In this device, LBPH (Local Binary Pattern Histogram), one of the face recognition methods mentioned above, is used. The LBPH method was used because the deep learning method requires high processing power just like convolutional deep learning artificial neural networks. The LBPH algorithm makes classification using histogram values. Like other classification algorithms, LBPH must also be trained with visual data. Our faces are suitable for classification by LBPH as they consist of micro patterns. LBPH analyzes images in 3*3 matrices and attaches special importance to the value in the centre of this matrix. The pixel values in the centre are compared with the neighbouring pixel values of this centre. Pixels larger than the centre value are set to 1 , and smaller pixels to 0. Then, the binary values of each block are converted to a histogram by converting them to decimal radix. Finally, these block histograms are combined to form a single feature vector for an image containing all the features we are interested in.

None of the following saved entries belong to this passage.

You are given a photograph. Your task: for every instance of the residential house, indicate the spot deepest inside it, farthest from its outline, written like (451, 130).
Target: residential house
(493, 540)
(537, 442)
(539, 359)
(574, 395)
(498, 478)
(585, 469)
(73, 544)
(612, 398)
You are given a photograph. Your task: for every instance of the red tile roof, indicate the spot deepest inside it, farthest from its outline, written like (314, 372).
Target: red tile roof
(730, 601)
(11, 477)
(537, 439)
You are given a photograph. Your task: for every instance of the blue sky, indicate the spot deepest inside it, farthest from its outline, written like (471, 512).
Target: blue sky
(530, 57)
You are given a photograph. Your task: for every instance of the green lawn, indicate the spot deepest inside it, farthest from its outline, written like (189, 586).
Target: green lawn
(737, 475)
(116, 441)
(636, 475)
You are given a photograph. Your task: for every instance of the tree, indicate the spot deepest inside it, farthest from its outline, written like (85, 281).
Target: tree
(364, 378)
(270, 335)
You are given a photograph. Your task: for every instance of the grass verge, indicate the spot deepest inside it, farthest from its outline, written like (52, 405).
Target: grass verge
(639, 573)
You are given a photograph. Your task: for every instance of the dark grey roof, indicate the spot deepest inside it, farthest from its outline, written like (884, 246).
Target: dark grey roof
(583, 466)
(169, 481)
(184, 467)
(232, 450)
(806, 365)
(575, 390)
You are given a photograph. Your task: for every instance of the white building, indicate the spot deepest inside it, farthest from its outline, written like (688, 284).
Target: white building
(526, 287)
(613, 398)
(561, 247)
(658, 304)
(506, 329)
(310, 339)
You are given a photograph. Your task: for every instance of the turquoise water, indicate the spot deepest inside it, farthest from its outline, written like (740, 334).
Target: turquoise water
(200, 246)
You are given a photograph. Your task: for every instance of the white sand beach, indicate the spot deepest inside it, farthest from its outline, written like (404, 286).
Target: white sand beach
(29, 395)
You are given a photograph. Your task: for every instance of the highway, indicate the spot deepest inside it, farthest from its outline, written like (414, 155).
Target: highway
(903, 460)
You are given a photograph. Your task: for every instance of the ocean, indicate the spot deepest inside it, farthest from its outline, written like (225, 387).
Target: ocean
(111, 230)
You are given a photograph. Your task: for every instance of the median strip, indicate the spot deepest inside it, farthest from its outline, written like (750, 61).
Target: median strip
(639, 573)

Table 2 - Conversion of Pixel Values to Binary Format and Histogram Value in LBPH

In Figure 2, the block diagram of the device is shown. Here, the faces detected by the camera (3) are recognized by the face recognition algorithm embedded in the microprocessor (2) unit, and the stimulation of the recognized face is transferred to the stimulator (4) in order to be delivered to the patient's skin. Distinguishing faces with the stimulator (4) initially requires a certain amount of time. For this, it is also possible to send the information about the owner of the face to the user's mobile phone in text form via Bluetooth (1.3) available in the communication unit (1) in order for him to recognize the faces that he was not able to distinguish in the first place. In addition, all settings other than the standard operation of the device can be made via a bluetooth (1.3) connection with a mobile phone or personal computer. The device is the first system developed for the treatment of prosopagnosia patients.